Dentistry and Diabetes – Andrew Farr Dentist
It is Diabetes Week from the 12th – 18th of June but what effect does it have for the dental team?
Diabetes (Diabetes Mellitus) is a metabolic disease where there is an imbalance of blood sugar due to either the pancreas not producing enough insulin or the cells of the body not responding properly to the insulin produced. This leads to high levels for glucose (sugar) in the blood. There are three main types of diabetes mellitus:
Type 1 diabetes is characterised by loss of the insulin-producing beta cells of the islets of Langerhans in the pancreas, leading to insulin deficiency which is needed for the absorption of glucose from the blood. Type 2 begins with insulin resistance, a condition in which cells fail to respond to insulin properly. As the disease progresses a lack of insulin may also develop. The primary cause is excessive body weight and not enough exercise. Gestational diabetes, is the third main form and occurs when pregnant women without a previous history of diabetes develop high blood-sugar levels
It is important to tell your dentist about your diagnosis. Whether you are type 1 or type 2 diabetic and if you are diet controlled, taking tablets or having insulin injections. This will allow your dentist to plan a preventative oral health programme, risk assess any oral health issues and also in the event of any medical emergencies – diagnose and treat accordingly.

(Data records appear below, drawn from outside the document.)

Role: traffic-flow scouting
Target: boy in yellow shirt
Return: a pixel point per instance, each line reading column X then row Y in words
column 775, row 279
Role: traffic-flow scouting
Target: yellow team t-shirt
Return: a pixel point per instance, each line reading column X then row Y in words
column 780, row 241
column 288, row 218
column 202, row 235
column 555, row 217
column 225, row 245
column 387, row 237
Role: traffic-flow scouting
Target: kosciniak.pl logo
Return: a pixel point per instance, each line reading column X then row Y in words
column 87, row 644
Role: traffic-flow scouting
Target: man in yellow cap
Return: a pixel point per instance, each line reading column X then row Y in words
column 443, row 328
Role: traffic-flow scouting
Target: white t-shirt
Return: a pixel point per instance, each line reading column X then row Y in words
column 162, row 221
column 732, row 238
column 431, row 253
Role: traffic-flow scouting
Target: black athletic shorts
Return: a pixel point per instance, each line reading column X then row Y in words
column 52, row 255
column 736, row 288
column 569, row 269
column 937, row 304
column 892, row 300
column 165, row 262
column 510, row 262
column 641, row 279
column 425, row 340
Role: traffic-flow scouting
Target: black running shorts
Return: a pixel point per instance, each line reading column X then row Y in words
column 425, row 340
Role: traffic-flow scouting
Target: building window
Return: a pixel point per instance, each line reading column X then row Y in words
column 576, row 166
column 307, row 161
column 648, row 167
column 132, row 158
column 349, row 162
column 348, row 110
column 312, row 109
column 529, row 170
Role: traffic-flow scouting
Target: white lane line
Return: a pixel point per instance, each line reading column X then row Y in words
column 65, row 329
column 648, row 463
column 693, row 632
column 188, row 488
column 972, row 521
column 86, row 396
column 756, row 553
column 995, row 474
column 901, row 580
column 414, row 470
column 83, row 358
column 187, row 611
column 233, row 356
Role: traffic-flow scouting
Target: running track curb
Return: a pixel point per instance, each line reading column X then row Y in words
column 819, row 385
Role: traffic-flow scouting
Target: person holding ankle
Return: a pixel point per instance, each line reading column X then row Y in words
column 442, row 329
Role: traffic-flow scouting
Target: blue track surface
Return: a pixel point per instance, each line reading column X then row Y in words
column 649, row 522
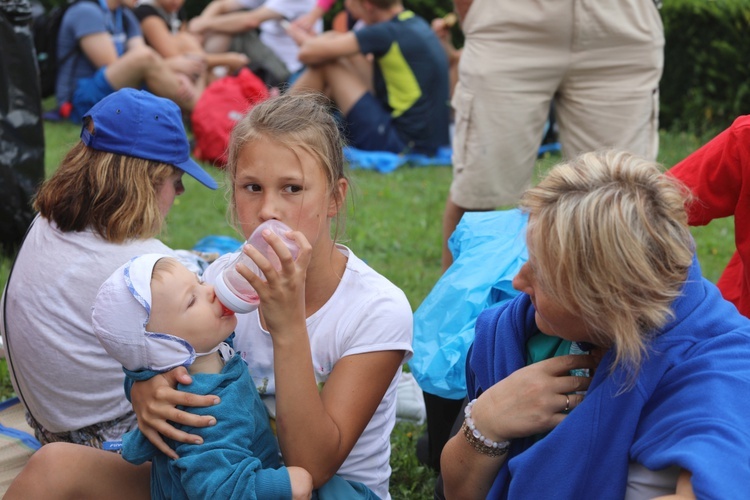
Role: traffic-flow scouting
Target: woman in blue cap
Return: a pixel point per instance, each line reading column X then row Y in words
column 105, row 204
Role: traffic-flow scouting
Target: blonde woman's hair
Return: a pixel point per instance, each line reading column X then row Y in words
column 112, row 194
column 299, row 122
column 610, row 237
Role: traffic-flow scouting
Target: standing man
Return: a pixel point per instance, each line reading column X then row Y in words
column 600, row 61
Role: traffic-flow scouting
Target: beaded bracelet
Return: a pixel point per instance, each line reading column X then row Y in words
column 477, row 440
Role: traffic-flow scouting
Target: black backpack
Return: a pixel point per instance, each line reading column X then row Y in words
column 46, row 28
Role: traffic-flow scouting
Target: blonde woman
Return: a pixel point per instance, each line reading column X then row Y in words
column 618, row 371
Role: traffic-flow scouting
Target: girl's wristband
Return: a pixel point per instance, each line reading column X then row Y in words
column 477, row 440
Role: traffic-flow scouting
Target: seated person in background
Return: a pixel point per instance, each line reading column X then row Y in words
column 399, row 101
column 234, row 24
column 153, row 314
column 100, row 49
column 617, row 372
column 716, row 174
column 164, row 26
column 343, row 21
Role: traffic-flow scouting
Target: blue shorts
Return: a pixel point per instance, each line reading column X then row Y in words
column 88, row 92
column 369, row 127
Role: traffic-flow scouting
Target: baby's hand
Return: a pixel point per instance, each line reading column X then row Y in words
column 301, row 483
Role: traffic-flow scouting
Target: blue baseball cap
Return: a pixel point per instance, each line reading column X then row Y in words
column 137, row 123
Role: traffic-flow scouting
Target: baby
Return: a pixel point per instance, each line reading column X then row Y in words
column 152, row 315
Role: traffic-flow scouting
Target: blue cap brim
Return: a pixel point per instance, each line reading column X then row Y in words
column 195, row 171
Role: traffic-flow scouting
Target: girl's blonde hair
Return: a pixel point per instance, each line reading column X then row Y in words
column 115, row 195
column 610, row 235
column 300, row 121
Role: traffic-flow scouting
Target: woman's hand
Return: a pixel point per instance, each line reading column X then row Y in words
column 532, row 399
column 155, row 404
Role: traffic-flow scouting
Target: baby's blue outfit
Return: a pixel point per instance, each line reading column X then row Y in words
column 239, row 457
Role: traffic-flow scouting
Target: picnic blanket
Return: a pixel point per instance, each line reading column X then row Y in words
column 488, row 250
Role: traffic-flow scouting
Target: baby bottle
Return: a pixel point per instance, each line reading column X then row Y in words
column 232, row 290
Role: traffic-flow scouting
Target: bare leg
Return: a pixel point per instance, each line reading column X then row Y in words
column 217, row 42
column 343, row 80
column 65, row 470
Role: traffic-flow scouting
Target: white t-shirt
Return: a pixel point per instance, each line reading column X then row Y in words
column 65, row 377
column 366, row 313
column 274, row 36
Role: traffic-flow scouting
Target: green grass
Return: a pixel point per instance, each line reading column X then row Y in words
column 394, row 223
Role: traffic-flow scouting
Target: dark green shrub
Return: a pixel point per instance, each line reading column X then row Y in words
column 706, row 82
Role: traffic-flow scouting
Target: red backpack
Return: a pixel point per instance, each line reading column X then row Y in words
column 220, row 106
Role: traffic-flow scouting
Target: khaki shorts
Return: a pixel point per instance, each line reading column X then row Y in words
column 600, row 61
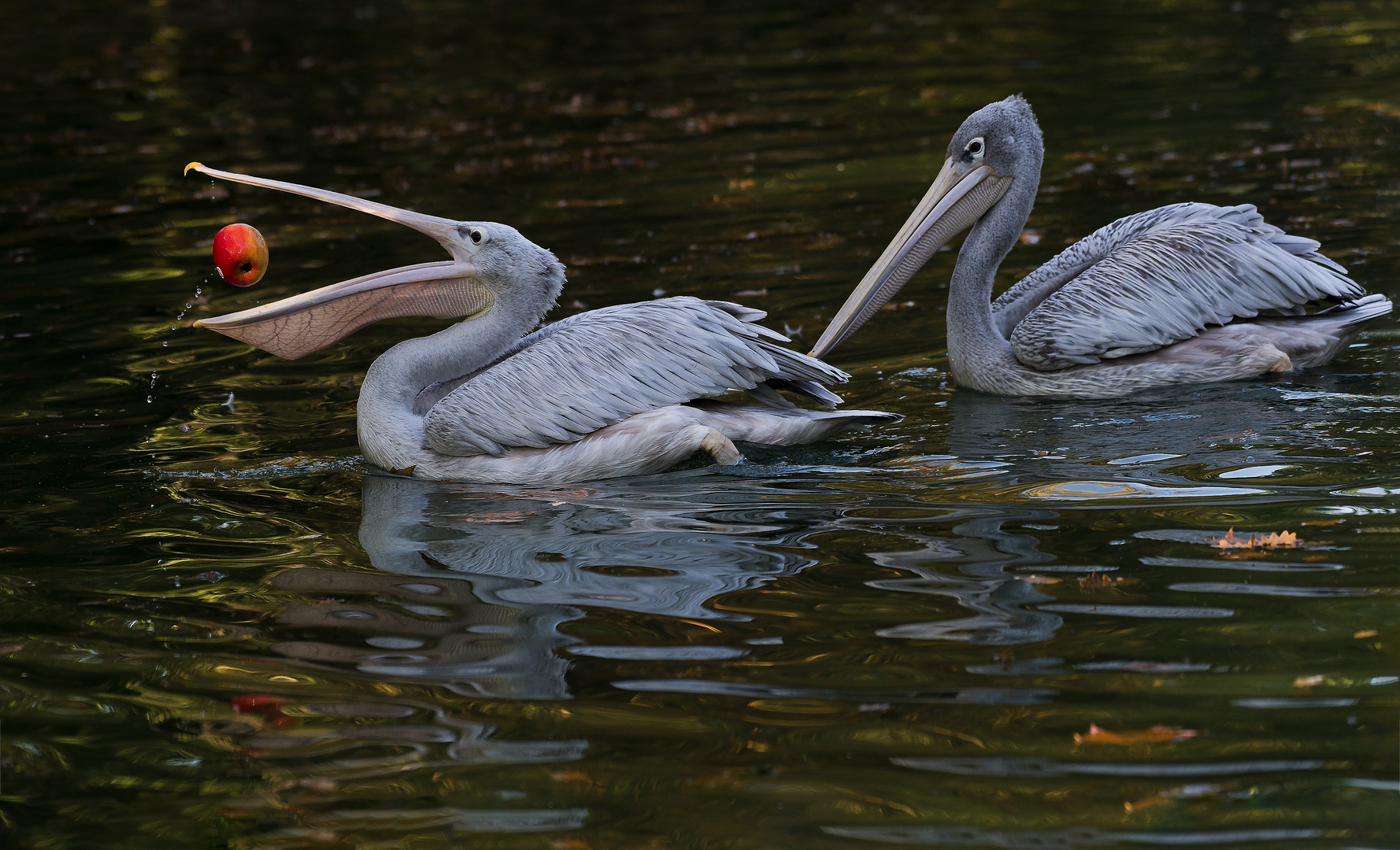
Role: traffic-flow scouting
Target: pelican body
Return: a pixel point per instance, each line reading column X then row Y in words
column 604, row 394
column 1169, row 296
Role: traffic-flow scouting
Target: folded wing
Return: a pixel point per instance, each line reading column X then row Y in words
column 1158, row 278
column 597, row 368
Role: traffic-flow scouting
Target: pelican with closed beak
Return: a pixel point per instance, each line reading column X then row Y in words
column 1171, row 296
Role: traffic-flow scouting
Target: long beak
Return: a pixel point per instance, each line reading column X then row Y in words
column 443, row 230
column 951, row 205
column 311, row 321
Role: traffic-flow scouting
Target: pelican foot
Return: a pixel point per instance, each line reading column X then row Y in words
column 720, row 447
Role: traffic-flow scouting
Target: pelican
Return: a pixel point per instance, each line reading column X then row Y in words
column 604, row 394
column 1169, row 296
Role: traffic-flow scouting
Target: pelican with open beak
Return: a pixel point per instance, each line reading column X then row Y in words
column 602, row 394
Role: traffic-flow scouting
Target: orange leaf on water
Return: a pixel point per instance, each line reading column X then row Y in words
column 1158, row 734
column 1263, row 541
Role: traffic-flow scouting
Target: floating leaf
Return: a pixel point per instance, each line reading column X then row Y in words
column 1158, row 734
column 1263, row 541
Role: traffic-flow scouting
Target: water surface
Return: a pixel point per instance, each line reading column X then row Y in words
column 217, row 632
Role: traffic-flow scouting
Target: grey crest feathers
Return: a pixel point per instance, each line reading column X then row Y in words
column 642, row 357
column 1009, row 127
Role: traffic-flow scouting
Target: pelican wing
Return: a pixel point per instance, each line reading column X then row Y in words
column 597, row 368
column 1158, row 278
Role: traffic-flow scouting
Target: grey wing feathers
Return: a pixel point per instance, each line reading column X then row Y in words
column 598, row 368
column 1158, row 278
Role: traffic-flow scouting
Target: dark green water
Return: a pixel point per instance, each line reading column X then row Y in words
column 894, row 639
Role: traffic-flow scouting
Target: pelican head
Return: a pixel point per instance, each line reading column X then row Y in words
column 493, row 268
column 996, row 152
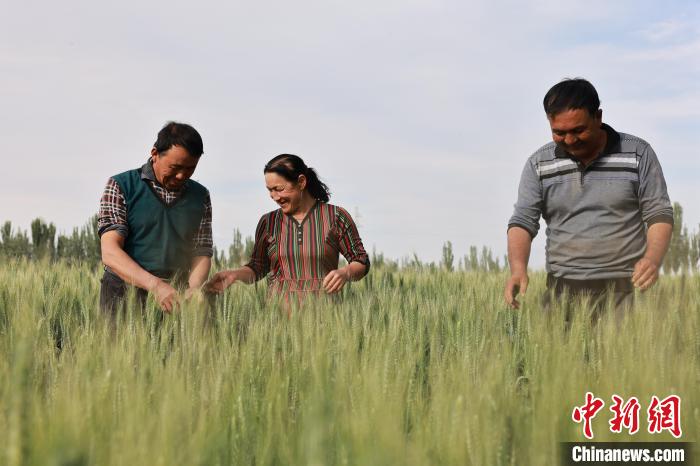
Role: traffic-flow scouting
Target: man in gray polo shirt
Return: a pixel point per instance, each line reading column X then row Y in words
column 603, row 197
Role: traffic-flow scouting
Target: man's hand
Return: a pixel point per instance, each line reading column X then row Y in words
column 645, row 274
column 194, row 294
column 165, row 295
column 220, row 281
column 335, row 280
column 517, row 283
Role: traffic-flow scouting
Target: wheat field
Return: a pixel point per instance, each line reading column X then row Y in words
column 412, row 366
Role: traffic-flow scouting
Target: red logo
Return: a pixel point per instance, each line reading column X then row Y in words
column 665, row 415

Although it may seem that diabetes and dentistry may have very little in common, studies show that Diabetes increases the prevalence of periodontitis, the extent of periodontitis (that is, number of affected teeth) and the severity of the disease. Patients with uncontrolled diabetes and established periodontitis may progress quicker and be harder to treat, compared with people who do not have diabetes. In well controlled diabetes with HbA1c of around 7% (53 mmol/mol) or lower, there appears to be little effect of diabetes on risk for periodontitis. However, the risk increases exponentially as glycaemic control deteriorates. Overall, the risk of periodontitis in patients with diabetes increases by 2-3 times.
Medication and effects?
It is important to tell your dentist what medications you are taking. Occasionally, medications can have other oral manifestations, such as lichenoid mucosal reactions (White patches) to metformin. Other oral consequences of diabetes may include xerostomia (Dry Mouth) resulting in increased risk of dental decay, thrush infections and chronic mouth ulcers.
It is important therefore that people who are newly diagnosed as being diabetic are also informed of the increased risk they have of developing periodontal disease. The Dental and Medical profession should encourage regular dental and periodontal assessments as studies have also shown that poor periodontal control can also have an negative effect on glycemic control.
With good glycemic control, good plaque control and regular/appropriate periodontal treatment, Periodontitis can be controlled and managed.